Mar 30, 2020

What Individuals Need to Know About The Coronavirus Stimulus Package

After the Senate passed a landmark economic relief plan on March 26, 2020, the House passed the legislation the next day (after some drama), and President Trump signed it into law that afternoon.  In short, it’s a total of $2 trillion stimulus package in response to the current Coronavirus pandemic intended to offer economic relief to American households and corporations.  This post focuses on the following individual benefits, as opposed to corporate: 

Individual Payments

The biggest feature of the plan is intended to provide $1,200 payments to most American adults, (as long as they are not claimed as a dependent by someone else) and an additional $500 for each qualifying child under 16.   Individuals with $75,000 of Adjusted Gross Income or less would receive the full benefit, with the payment amount phasing out until Adjusted Gross Income of $99,000 (the numbers are double for married couples).  The AGI figures will be based off of your most recently filed tax return (if you have yet to file for 2019, they will use your 2018 figures).  Payments are expected to arrive within three weeks. These payments are not subject to further taxation.

Unemployment Benefits

The bill would expand those eligible for unemployment benefits, including self-employed individuals and part time workers.  Since the increase is in addition to state unemployment benefits, the amounts will vary by state.  Generally speaking, it should be an additional $600 per week over and above state unemployment benefits.  In order to be eligible, however, your unemployment/inability to work needs to be Coronavirus related. Note that this is a broad definition, including having a COVID-19 diagnosis, caring for a family member that does, having child care and school options no longer available due to closures, and more.  These benefits will last through the remainder of 2020.

Student Loans

All federally held student loan payments will be suspended until September 30, 2020, with no interest to accrue during this suspension.

Retirement Accounts

Required Minimum Distributions have been suspended for 2020.  This benefit is intended to allow individuals to not have to sell assets during the current (and anticipated) market downturn, if they do not otherwise need the funds.  In addition, individuals can avoid the 10% penalty for early withdrawals (before age 59½), for up to $100,000 in withdrawals in 2020.   While you still need to pay taxes on the withdrawal, you have the option to spread those taxes over a three year period.  Again, the withdrawal has to be “Coronavirus related”.   401(k) and similar account loans are also allowed up to $100,000 for the next 180 days (typical limits are $50,000 or half of the balance, but both of those are done away with at this time).

Other Items

In order to encourage giving, for individuals who do not itemize deductions, they will still be allowed to deduct up to $300 of charitable contributions for 2020 and beyond.  If you take advantage of any payment modifications available from lenders or other institutions, your credit report will not suffer at least until 120 days after the national declaration of emergency is over. Finally, landlords with Fannie and Freddie backed mortgages will not be allowed to evict tenants for non-payment of rent until 120 days after the national declaration of emergency is over.
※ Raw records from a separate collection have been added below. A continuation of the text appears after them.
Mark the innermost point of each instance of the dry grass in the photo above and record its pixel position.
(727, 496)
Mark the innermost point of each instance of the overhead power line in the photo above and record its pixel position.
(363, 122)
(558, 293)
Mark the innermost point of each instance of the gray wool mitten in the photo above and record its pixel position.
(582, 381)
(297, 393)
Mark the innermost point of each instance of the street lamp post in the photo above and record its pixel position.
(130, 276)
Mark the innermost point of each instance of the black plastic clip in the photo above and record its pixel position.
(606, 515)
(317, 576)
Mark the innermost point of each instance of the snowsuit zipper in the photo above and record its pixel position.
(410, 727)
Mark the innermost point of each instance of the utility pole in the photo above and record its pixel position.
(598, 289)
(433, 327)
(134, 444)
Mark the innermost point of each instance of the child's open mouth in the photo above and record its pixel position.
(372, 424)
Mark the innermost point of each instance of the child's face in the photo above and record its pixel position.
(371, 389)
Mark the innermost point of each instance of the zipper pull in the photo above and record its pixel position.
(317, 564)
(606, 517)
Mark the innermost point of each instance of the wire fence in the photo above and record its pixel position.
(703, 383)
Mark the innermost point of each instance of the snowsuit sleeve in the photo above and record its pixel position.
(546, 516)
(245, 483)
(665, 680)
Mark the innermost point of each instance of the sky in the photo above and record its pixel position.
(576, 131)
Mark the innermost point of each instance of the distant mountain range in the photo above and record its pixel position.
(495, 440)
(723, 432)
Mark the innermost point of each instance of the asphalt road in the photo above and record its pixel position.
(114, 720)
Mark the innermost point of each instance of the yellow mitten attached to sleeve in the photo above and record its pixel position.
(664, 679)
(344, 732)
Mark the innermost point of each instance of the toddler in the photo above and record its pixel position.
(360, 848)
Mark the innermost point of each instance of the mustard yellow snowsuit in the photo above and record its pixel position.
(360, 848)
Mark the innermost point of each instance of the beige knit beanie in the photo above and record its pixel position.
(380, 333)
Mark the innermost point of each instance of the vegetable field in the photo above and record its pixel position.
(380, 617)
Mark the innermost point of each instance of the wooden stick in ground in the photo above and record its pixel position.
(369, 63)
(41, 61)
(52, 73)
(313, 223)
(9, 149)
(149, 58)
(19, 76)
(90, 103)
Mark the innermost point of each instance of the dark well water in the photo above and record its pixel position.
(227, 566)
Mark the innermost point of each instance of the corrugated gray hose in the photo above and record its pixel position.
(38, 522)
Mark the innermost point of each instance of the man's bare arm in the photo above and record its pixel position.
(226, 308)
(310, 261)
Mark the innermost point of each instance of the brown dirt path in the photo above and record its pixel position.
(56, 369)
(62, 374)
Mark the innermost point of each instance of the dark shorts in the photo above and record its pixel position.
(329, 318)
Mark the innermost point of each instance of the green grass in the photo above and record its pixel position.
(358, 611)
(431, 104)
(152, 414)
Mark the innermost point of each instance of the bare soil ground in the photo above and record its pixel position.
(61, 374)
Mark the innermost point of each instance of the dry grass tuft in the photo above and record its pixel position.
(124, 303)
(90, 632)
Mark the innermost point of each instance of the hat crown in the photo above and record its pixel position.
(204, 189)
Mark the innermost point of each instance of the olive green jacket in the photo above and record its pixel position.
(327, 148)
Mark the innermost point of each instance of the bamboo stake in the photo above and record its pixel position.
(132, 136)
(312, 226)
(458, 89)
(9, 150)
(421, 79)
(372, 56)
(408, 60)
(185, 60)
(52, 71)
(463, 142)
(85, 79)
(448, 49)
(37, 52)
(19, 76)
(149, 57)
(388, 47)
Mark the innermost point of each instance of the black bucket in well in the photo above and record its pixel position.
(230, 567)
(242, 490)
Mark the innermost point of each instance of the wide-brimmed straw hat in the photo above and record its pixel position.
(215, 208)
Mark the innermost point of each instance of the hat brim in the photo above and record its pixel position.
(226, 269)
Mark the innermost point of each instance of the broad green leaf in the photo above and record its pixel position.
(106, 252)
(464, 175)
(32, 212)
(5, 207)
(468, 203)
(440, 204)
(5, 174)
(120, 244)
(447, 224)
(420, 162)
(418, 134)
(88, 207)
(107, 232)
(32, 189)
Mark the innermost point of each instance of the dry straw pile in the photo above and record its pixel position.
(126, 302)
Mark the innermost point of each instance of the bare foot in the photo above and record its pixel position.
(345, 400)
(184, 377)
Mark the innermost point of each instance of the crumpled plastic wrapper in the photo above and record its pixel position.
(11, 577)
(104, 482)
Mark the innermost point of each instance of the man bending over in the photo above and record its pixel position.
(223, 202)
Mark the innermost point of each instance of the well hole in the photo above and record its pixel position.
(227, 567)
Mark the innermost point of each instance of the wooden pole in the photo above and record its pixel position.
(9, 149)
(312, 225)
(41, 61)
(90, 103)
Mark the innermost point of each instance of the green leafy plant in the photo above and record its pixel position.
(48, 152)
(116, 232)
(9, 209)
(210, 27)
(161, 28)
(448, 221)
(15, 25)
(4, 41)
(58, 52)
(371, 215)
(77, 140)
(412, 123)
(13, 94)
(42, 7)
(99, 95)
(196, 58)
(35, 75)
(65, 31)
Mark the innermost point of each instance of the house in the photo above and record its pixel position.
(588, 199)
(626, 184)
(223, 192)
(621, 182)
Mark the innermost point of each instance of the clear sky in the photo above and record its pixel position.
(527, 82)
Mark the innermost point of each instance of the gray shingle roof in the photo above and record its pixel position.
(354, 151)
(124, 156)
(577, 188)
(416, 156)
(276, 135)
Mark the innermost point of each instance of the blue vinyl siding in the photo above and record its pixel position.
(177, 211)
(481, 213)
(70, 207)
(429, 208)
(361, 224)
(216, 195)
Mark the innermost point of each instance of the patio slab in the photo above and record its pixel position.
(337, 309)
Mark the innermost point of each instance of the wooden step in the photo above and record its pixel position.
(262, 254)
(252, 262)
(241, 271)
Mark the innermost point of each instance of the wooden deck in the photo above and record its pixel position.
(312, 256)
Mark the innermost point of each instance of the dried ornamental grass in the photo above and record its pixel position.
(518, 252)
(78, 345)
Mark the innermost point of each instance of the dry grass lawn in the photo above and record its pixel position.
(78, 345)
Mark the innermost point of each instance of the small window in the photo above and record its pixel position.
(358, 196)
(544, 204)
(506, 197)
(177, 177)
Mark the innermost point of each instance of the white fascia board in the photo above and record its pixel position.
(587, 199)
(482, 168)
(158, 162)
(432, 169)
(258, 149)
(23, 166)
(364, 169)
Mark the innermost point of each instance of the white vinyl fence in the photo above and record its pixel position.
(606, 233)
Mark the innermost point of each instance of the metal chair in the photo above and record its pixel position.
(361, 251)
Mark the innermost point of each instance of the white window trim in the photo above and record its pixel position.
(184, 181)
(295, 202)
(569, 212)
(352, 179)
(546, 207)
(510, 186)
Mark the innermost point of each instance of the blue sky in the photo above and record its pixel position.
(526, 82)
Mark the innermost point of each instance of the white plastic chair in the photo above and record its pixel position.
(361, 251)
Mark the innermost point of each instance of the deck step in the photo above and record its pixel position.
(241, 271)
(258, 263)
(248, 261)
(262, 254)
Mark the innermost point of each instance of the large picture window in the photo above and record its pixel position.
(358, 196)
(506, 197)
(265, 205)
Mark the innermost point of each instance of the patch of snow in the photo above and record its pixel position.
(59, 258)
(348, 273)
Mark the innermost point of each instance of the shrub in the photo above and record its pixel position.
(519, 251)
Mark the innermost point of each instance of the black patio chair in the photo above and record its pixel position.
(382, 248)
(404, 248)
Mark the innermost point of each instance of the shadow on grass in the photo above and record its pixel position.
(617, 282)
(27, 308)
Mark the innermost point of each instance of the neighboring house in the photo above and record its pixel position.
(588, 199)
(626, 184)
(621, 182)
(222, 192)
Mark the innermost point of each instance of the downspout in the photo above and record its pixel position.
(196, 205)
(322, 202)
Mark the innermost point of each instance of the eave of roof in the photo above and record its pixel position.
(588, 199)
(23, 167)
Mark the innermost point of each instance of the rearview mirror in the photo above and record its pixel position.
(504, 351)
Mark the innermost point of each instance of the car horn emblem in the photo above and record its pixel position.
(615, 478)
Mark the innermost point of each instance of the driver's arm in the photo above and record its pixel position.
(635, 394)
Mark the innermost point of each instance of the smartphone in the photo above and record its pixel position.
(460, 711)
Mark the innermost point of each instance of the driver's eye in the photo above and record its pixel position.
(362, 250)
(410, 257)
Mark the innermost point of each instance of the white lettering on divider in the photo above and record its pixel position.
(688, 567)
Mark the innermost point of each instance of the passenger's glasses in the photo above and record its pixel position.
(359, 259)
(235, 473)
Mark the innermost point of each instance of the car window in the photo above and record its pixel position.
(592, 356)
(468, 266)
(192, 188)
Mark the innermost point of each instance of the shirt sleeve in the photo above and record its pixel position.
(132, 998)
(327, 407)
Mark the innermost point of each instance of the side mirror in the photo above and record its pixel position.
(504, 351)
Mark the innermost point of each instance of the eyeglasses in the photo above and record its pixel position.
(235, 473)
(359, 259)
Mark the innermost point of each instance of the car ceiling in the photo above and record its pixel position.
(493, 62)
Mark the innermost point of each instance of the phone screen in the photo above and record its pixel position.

While times are difficult as we all maneuver through the Coronavirus, the government’s effort at offering relief is truly unprecedented.  Other than staying healthy, cash flow concerns are also at the top of many individual’s list.  This can be especially true for individuals going through a divorce.  What can be a very uncertain time is only compounded by the overall uncertainty we all face in dealing with the current pandemic.  The individual payments will help, but for those that are able, and have the need, the ability to borrow against your retirement account up to $100,000 could provide a lifeline.  Of course such loans should only be utilized as a last resort, and it is not something to take without serious consideration of the longer term ramifications, but simply being able to take advantage of such loans should provide some assurance of cash flow stability in otherwise uncertain times.